SORRY MA, FORGOT TO TAKE OUT THE TRASH (DELUXE EDITION) is presented in a 12 x 12 hardcover book loaded with dozens of rarely seen photos. The set was produced by Twin/Tone Records co-founder Peter Jesperson, Rhino’s Jason Jones, and Replacements’ biographer Bob Mehr, who received a Grammy for Best Album Notes for his work on the band’s acclaimed 2019 boxed set Dead Man’s Pop. Mehr again penned the detailed liners that accompany this set, which features new interviews with The Replacements. Former Replacements manager Jesperson also provides a remembrance of the Sorry Ma era.

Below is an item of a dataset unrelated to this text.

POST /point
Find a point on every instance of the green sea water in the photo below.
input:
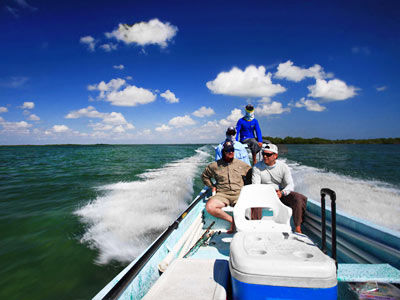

The boxed set opens with a remastered version of the original album that’s been expanded with the non-album B-side, “If Only You Were Lonely.” From there, a second disc, titled Raised in the City, delves into the group’s very first recordings (“Try Me,” “She’s Firm,” “Lookin For Ya”), as well as studio demos for album tracks (including “Shutup” and “I Hate Music”), outtakes (“Shape Up,” and “Get On The Stick,” among them) and rare basement recordings (“Lie About Your Age,” “Johnny Fast”). A handful of these appeared on Rhino’s 2008 reissue of Sorry Ma, but more than a dozen included on the new set have never been released.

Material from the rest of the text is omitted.